Melanie Phillips at The Times

Where’s the outcry over the Post Office scandal?

on devastating indifference

Between 2000 and 2014, more than 730 sub-postmaters were prosecuted for theft, fraud and false accounting. “Their lives were destroyed. A number were jailed. They were financially ruined, made homeless, socially shunned,” writes Melanie Phillips at The Times. Some “had their mental health shattered or their marriages fall apart.
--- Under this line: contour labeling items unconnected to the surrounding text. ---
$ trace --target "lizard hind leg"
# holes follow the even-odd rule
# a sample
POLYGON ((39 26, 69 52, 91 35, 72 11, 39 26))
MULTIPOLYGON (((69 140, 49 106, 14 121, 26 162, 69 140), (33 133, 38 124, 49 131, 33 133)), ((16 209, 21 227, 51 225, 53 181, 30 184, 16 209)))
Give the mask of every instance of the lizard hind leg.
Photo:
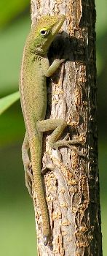
POLYGON ((61 156, 58 148, 61 146, 68 147, 79 155, 84 157, 84 154, 74 146, 74 144, 82 143, 81 137, 76 136, 73 138, 73 140, 68 140, 68 134, 67 134, 63 140, 58 140, 67 126, 67 122, 64 119, 56 118, 39 121, 37 122, 36 125, 37 129, 39 129, 40 132, 47 132, 54 129, 51 135, 48 137, 48 143, 51 148, 57 150, 60 158, 61 158, 61 156))
POLYGON ((28 192, 31 197, 32 197, 33 176, 31 174, 31 172, 30 171, 31 163, 30 163, 30 159, 28 153, 28 149, 29 149, 29 143, 28 143, 27 132, 25 132, 23 143, 22 146, 22 159, 23 159, 24 170, 25 170, 25 186, 28 190, 28 192))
At least four committed suicide.” These Post Office employees were “innocent of wrongdoing”, convicted “on the basis of false evidence from a faulty computerised accounting system”. However, “this appalling affair has revealed a rot” far beyond the Post Office. “It involved the abuse of private prosecutions” and “the complacency or dereliction of duty by successive government ministers who batted away concerns when expressed over the years by various MPs”. There have been “periodic reports” about the scandal, but they have “failed to spark public outrage or concern”. Phillips says: “It’s hard to avoid the conclusion that this was because the victims were just ordinary people from modest backgrounds.” And the public’s indifference is perhaps “the most devastating aspect of all”.

5

Roddy Gow at The Scotsman

This could be perfect time for United Nations reform

on grounds for hope

The UN Security Council “must be past its sell by date”, writes Roddy Gow at The Scotsman, “with Russia and China consistently vetoing efforts to reach unanimity on motions to achieve peace on a global basis”. The two countries’ “own self-interest runs counter to the UN’s charter”. It also highlights “the need to overhaul the organisation and its method of operation”. And while “a pessimist might say such an exercise is too difficult… an optimist might judge this as just the time, with frustrations over Ukraine and Chinese policies running high”. Gow, the chairman and founder of the Asia Scotland Institute, writes that this year’s Winter Olympics in Beijing were not so far from “Berlin in the summer of 1936”. As he says: “The optimist will highlight how clear it is that any authoritarian government is exposed by the presence of so many high achieving athletes who represent the future.” And Russia’s position on Ukraine “may well have served to unite Western opinion” behind the eastern European country. “Again, grounds for hope for the optimist.”